This is the story of Reetika Trehan and her journey while tackling post-traumatic stress disorder, borderline personality disorder (BPD), anxiety, and depression.
I have had a bittersweet childhood. While my parents and my two younger siblings were relentless pillars of affection and care, this was also the time I faced sexual abuse—first at the very young age of six and then at 13.
When you are as young as six, it can be tough to articulate what is actually happening to you—especially if the abuser is your own family member. It is difficult to even express your plight to your parents because you are not exactly aware of how to communicate something like this to them. But when it happened again at 13, I fought back. I was more mature and could comprehend that the abuse was wrong—but it wasn’t of much use.
My teenage years were rather tricky because of my experiences of sexual abuse as a child. I was an excellent student when it came to academics. An ideal child who was the captain of her house and was looked up to. My interpersonal relationships weren’t nearly as perfect. Because of my anxiety, I saw the world as black or white. I was overly empathetic where I was wary even of a tone change in someone’s voice while talking to me. I would isolate myself and thus, I was an introvert who had limited friends.
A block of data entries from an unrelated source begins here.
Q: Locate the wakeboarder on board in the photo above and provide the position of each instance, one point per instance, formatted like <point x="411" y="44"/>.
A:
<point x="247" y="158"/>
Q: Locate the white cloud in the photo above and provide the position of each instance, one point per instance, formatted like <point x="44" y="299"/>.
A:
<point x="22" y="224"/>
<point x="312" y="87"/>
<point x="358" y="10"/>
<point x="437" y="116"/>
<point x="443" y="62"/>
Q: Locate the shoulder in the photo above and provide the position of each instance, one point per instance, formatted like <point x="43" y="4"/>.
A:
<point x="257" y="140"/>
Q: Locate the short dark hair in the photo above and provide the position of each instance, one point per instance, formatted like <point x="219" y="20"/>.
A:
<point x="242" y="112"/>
I started dating someone when I was sixteen. He was with me in school, college, and even when I did my MBA. He was overly possessive and would impose far too many restrictions on me. I was not allowed to have friends, specifically guy friends. He would also physically and emotionally abuse me. I drew the line and got out of that relationship at 23, when he sexually abused me.
When everything looked downhill
In August 2017, all hell broke loose. I was suicidal and attempted killing myself more than a few times but failed. I also indulged in substance abuse as a distraction to take my mind off my condition. I was not capable of controlling my emotions. I would scream and abuse my husband (yes, I was married by this time) and my mother.
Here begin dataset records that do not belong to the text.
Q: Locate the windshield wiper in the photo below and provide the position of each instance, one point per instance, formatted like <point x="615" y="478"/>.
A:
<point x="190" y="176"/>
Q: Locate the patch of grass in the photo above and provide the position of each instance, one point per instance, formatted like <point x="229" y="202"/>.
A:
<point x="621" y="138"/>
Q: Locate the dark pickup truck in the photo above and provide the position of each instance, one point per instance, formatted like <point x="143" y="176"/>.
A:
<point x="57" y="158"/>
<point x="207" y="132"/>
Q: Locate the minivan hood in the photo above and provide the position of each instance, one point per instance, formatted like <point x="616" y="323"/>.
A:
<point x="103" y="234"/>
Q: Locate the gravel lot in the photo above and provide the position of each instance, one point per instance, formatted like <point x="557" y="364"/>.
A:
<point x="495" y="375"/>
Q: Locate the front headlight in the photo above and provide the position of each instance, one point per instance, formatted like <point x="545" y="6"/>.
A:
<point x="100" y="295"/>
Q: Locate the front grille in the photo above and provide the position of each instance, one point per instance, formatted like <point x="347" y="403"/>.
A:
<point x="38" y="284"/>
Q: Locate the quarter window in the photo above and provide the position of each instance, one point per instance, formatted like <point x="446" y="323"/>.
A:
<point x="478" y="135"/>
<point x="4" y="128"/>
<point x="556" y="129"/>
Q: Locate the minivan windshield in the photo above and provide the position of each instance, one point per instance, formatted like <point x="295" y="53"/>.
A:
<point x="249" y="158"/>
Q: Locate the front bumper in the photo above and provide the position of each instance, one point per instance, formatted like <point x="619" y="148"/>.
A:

I would sit on the floor, sob uncontrollably, and beg them to just let me kill myself. I had psychosomatic symptoms where I would have a terrible body ache. I indulged in self-harm and cut myself pretty often. It was then that I visited a psychiatrist and a psychologist to get my life back on track.
The nature of my problem
My psychiatrist prescribed me medication whereas my therapist helped me emotionally and mentally. Together we dug deep into the issue and figured out that my post-traumatic stress disorder (PTSD) and borderline personality disorder (BPD) stemmed from all my childhood trauma.
Anxiety and depression were something that grew alongside my other ailments. We observed that the reason my hands would shake in cars was because my previous boyfriend would physically abuse me in the car. He would slap me or slam my head against the dashboard and window. My therapist helped me unfurl my thoughts and taught me that my illness does not define who I am.
Journey to normalcy
I fought all my mental fights with utmost willpower and I am still tackling a few. This is the reason that I call myself a mental health warrior. I began meditation and eliminated my alcohol intake. I made my life more scheduled and fixated myself on being healthier. I fixed my sleep cycle and realized that my illness was only as strong as I would let it be.
Word of advice
I would just want everyone to know that no matter what you are going through, it will get better. Anyone who is facing a mental health issue should make their outlook more positive. It is crucial to reach out and seek help. You need to know that you are not trapped and there is always a way out. Talking and communicating can help you lower your pain. Your struggle will hurt less if you share your story. Forming bonds and looking for support from them is alright. I have always supported mental health and I always say that mental health matters the most.